However, Croatian police said none of its officers escorting the train had been disarmed or arrested.
"There was no disarming or arrests. It is not true. There was an agreement about the escort between the police officers from the two sides in advance," police spokeswoman Jelena Bikic told Reuters news agency.
The police said that 36 officers returned to Croatia in the evening.
Earlier on Friday, Croatia had given warning that it will close all border crossings in a bid to bar refugees from entering after about 13,000 crossed into the country over the last three days.
The Balkan nation has already closed seven out of eight of its border crossings with Serbia.
Croatia has also blocked refugees - most of whom had fled conflict in Syria and Iraq - from leaving for Slovenia en route to western European countries, such as Germany, leaving many of them stranded along the border.
"Up until now, we have registered 13,000 migrants on Croatian territory," Ranko Ostojic, the Croatian interior minister, said on Friday.
"This figure means that our capacities to take in more are saturated."
Serbian officials, fearing that the closures would confine too many refugees inside their country, protested against Croatia's move.

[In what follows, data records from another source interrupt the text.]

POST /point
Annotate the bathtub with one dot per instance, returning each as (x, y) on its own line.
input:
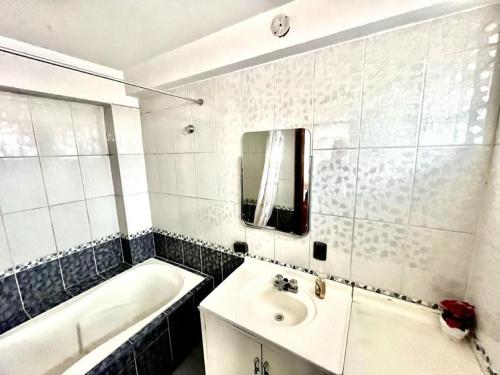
(78, 334)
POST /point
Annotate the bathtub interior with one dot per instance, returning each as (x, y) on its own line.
(96, 322)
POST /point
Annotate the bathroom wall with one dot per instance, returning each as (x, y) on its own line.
(402, 123)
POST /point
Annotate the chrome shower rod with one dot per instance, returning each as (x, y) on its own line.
(91, 73)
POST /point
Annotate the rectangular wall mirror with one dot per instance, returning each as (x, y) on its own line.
(276, 178)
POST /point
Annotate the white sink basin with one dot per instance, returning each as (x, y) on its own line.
(275, 307)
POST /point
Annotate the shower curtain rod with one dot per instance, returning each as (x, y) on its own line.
(91, 73)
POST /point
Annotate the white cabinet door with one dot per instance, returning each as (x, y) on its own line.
(228, 351)
(279, 363)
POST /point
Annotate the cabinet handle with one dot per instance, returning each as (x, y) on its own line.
(265, 366)
(256, 365)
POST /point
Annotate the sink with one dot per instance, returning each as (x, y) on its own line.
(274, 307)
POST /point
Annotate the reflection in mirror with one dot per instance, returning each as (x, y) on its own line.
(276, 179)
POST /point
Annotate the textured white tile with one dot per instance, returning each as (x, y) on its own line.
(460, 101)
(209, 220)
(292, 249)
(385, 121)
(334, 182)
(294, 91)
(16, 130)
(102, 216)
(53, 127)
(449, 184)
(29, 234)
(21, 186)
(71, 224)
(336, 232)
(186, 179)
(258, 98)
(90, 130)
(168, 176)
(206, 175)
(96, 173)
(260, 242)
(384, 184)
(378, 254)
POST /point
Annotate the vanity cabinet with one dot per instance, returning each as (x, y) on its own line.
(229, 350)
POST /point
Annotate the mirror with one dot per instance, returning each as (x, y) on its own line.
(276, 180)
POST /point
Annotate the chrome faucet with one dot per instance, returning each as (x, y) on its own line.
(283, 284)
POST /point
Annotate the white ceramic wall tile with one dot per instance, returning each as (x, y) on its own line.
(206, 175)
(63, 179)
(96, 173)
(186, 180)
(336, 232)
(102, 217)
(384, 184)
(21, 186)
(448, 187)
(465, 30)
(460, 99)
(127, 129)
(334, 182)
(168, 177)
(337, 97)
(385, 122)
(90, 130)
(29, 234)
(209, 220)
(260, 242)
(294, 91)
(133, 174)
(292, 249)
(232, 227)
(16, 130)
(71, 225)
(53, 127)
(378, 254)
(153, 172)
(188, 215)
(258, 98)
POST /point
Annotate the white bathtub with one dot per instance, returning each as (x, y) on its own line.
(76, 335)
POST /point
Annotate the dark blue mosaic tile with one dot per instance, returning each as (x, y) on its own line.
(11, 308)
(78, 267)
(142, 248)
(211, 263)
(229, 264)
(108, 255)
(192, 255)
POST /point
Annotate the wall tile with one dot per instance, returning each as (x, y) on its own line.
(102, 217)
(29, 234)
(22, 185)
(448, 186)
(16, 130)
(206, 175)
(258, 98)
(96, 174)
(460, 100)
(53, 127)
(336, 232)
(294, 91)
(63, 179)
(71, 225)
(334, 182)
(90, 130)
(384, 184)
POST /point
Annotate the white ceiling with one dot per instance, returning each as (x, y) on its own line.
(121, 33)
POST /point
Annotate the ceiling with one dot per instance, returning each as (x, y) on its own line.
(121, 33)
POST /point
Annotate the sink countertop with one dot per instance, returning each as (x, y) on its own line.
(392, 337)
(320, 340)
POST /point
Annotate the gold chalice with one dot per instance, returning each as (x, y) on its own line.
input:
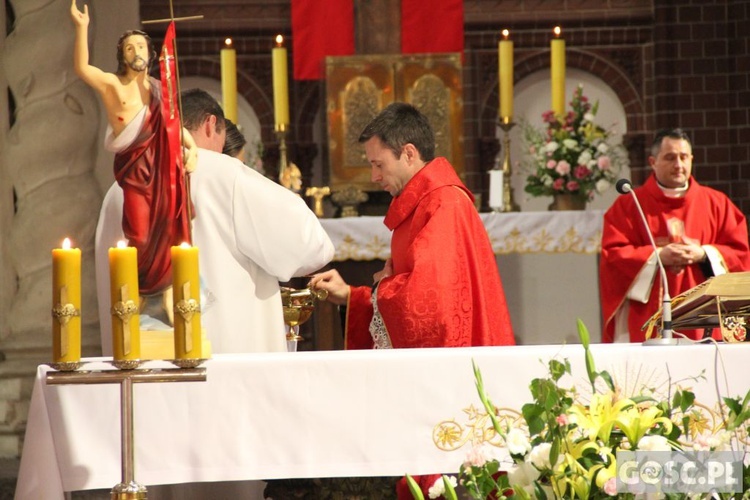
(298, 307)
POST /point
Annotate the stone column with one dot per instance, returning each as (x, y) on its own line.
(52, 166)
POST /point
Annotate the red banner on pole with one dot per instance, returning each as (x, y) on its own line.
(432, 26)
(320, 28)
(170, 110)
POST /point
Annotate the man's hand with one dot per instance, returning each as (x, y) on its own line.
(387, 271)
(332, 282)
(80, 19)
(189, 151)
(678, 255)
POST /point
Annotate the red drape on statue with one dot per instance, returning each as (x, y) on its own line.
(446, 289)
(150, 172)
(320, 29)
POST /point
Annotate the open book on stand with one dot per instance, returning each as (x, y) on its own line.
(719, 302)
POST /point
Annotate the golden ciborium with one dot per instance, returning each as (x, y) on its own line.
(298, 307)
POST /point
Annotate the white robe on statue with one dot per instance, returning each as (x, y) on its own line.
(251, 234)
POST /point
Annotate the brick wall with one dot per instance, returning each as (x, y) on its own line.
(670, 63)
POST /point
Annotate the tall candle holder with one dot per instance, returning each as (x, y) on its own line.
(509, 205)
(127, 488)
(289, 175)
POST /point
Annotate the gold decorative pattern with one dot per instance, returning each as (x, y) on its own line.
(361, 101)
(450, 435)
(124, 310)
(366, 238)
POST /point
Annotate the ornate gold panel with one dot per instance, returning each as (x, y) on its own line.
(359, 87)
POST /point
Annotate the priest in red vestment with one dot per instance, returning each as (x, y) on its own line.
(698, 231)
(441, 286)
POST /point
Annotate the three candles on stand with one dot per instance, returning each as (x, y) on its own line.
(125, 302)
(229, 80)
(557, 72)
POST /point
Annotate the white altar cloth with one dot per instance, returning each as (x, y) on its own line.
(575, 231)
(314, 414)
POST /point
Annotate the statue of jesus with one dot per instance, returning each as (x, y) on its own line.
(156, 214)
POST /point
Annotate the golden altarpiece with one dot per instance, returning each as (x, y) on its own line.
(359, 87)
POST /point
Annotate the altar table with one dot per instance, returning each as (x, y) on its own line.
(318, 414)
(548, 262)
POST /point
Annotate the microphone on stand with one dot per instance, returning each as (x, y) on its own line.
(624, 186)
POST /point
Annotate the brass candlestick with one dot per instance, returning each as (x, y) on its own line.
(128, 488)
(298, 307)
(509, 205)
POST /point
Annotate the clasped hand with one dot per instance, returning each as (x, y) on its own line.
(676, 256)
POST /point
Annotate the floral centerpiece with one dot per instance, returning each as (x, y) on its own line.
(572, 155)
(568, 448)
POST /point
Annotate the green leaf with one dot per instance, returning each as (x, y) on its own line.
(539, 491)
(450, 491)
(608, 380)
(416, 491)
(687, 400)
(583, 334)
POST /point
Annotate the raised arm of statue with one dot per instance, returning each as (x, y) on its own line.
(92, 75)
(125, 92)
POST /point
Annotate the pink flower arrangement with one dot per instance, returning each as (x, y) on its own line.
(572, 154)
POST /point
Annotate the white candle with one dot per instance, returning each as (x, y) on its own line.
(496, 189)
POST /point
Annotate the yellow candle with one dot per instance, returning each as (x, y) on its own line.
(187, 311)
(280, 85)
(123, 283)
(229, 80)
(505, 70)
(66, 303)
(557, 71)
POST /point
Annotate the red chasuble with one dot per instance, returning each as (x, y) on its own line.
(704, 216)
(154, 215)
(446, 289)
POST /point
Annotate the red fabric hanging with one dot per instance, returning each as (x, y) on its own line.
(320, 28)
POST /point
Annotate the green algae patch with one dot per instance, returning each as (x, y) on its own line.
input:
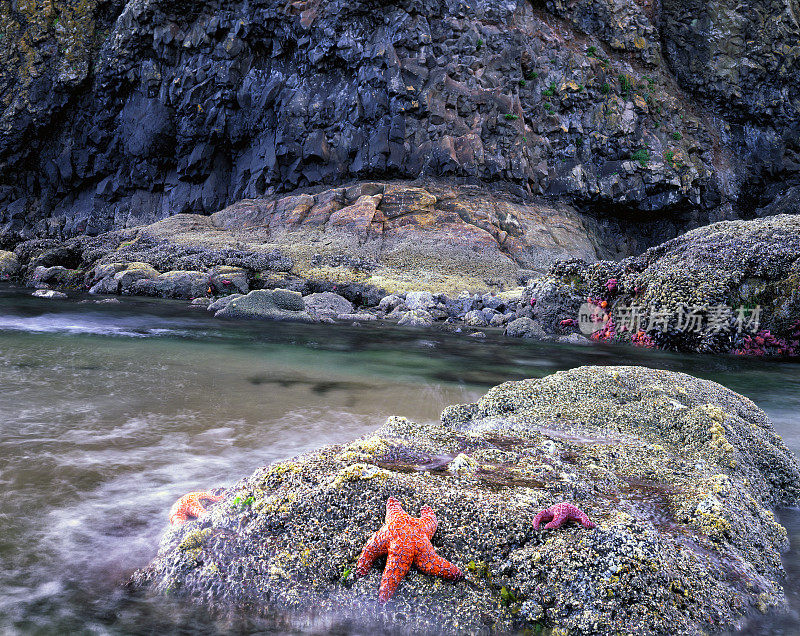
(683, 532)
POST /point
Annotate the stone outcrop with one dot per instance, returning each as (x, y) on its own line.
(361, 241)
(741, 278)
(118, 114)
(679, 474)
(264, 304)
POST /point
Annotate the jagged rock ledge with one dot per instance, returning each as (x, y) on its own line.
(680, 475)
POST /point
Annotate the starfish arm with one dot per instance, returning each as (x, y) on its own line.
(397, 564)
(377, 545)
(428, 521)
(429, 562)
(584, 520)
(544, 515)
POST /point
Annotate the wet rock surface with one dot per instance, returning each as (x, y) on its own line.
(679, 474)
(263, 304)
(406, 238)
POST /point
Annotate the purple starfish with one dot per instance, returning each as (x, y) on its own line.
(559, 514)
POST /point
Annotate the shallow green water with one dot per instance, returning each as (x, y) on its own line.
(110, 412)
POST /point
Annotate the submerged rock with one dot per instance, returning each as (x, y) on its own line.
(416, 318)
(263, 304)
(679, 474)
(730, 286)
(327, 304)
(221, 303)
(524, 328)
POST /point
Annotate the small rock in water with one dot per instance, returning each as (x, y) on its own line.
(221, 303)
(390, 303)
(48, 293)
(525, 328)
(420, 300)
(475, 318)
(363, 317)
(262, 304)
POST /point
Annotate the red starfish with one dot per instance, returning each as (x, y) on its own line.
(406, 540)
(189, 506)
(560, 514)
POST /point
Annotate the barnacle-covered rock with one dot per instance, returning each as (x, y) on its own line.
(679, 474)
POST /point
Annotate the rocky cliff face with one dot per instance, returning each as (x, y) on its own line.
(117, 114)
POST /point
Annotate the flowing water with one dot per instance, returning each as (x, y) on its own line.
(110, 412)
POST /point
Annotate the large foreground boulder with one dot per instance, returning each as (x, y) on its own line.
(679, 474)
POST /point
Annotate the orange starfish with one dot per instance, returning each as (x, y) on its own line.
(189, 506)
(406, 540)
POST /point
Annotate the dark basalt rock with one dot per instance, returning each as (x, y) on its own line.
(125, 113)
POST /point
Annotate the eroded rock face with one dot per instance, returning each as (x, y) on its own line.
(361, 241)
(121, 113)
(678, 473)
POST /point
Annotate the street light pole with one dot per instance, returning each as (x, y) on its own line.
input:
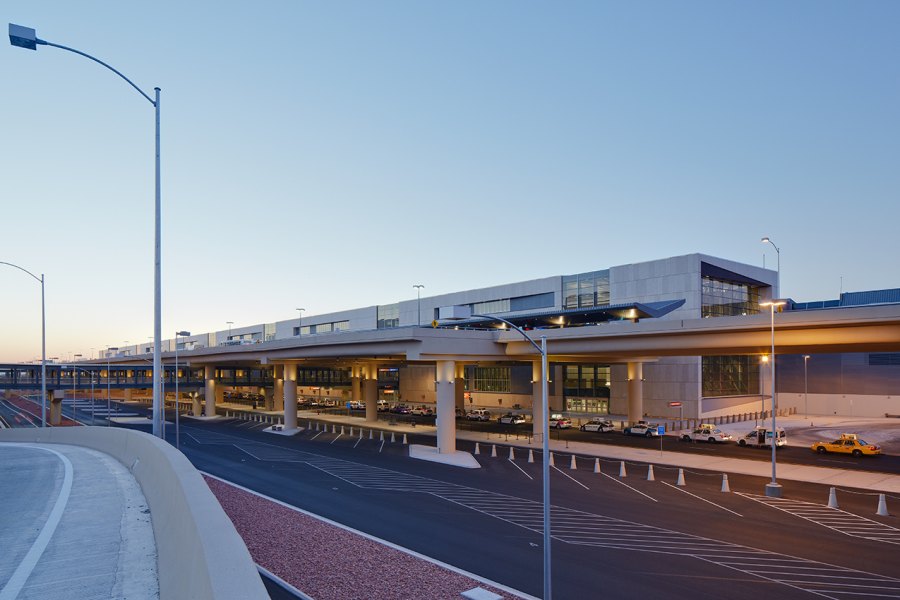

Aleksandar Vulin, Serbia's social affairs minister, said Serbia will take Croatia to international courts if the border crossings remain closed, arguing that it should have been prepared for the influx.
"We will not pay the price of someone else's incapability," Vulin said. "I am sorry to see that Croatian humanity and solidarity lasted just two days."
However, despite the border closures, many continued entering Croatia through cornfields.
Women carrying children and people in wheelchairs were among the thousands rushing in the heat in hopes of finding refuge.